Der Frieden, der im Schanzenviertel aktuell auf Kosten der Dealer, der KonsumentInnen, der Schwarzen und der Obdachlosen hergestellt wird, bedeutet eine Niederlage linksradikaler Politik.
Die drei vom blumenhandel
Anmerkungen:
1 So werden etwa in das alternative Wohlfühlambiente die erwünschten MigrantInnen explizit miteinbezogen bzw. treten etablierte MigrantInnen u.U. auch als ProtagonistInnen auf.

2 "[...] Eine sozial verträgliche und die Rechte aller Passanten schützende Gestaltung des Zusammenlebens im öffentlichen Raum erfordert - insbesondere an stark frequentierten Orten wie dem Hauptbahnhof - Mindeststandards von Verhaltensregeln. Hierzu gehören der Verzicht auf Belästigungen, Nötigungen oder das Versperren von U-Bahn-Eingängen.
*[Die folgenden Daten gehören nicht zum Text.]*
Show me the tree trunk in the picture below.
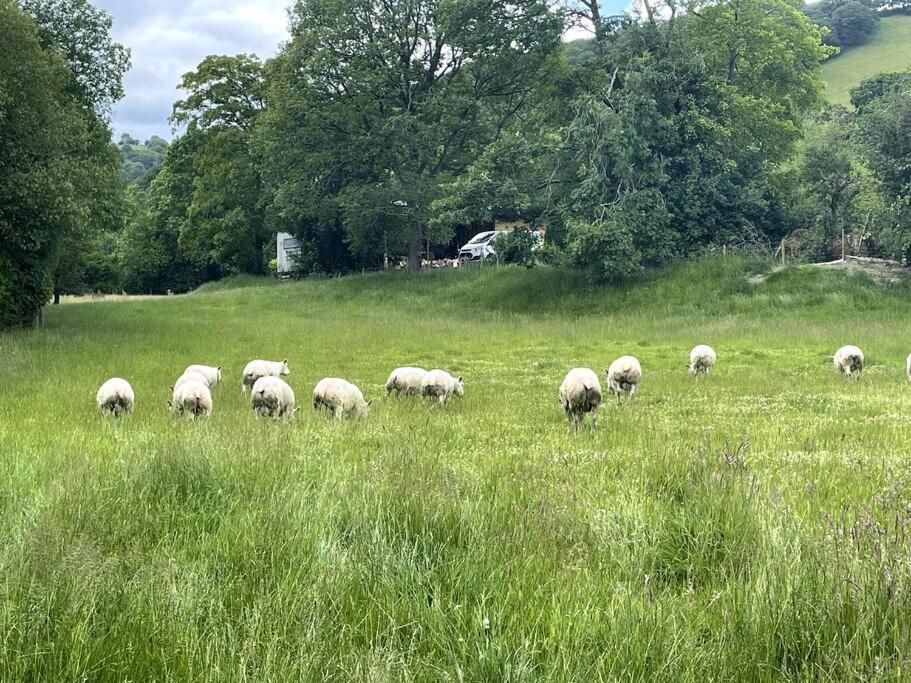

Die Einhaltung dieser Regeln ist von allen Beteiligten zu fordern. Neben umfassenden Hilfsangeboten für die verschiedenen von Obdachlosigkeit oder Sucht betroffenen Szeneangehörigen ist andererseits auch eine Verletzung der erwähnten Regeln angemessen zu sanktionieren [...]"

3 Danach begünstigen unsaubere Zustände oder "Verwahrlosung" einer Gegend kriminelles Verhalten. Daraus wird abgeleitet, daß es zur Bekämpfung von Straftaten wichtig sei, präventiv gegen eine breite Palette von Abweichungen vorzugehen.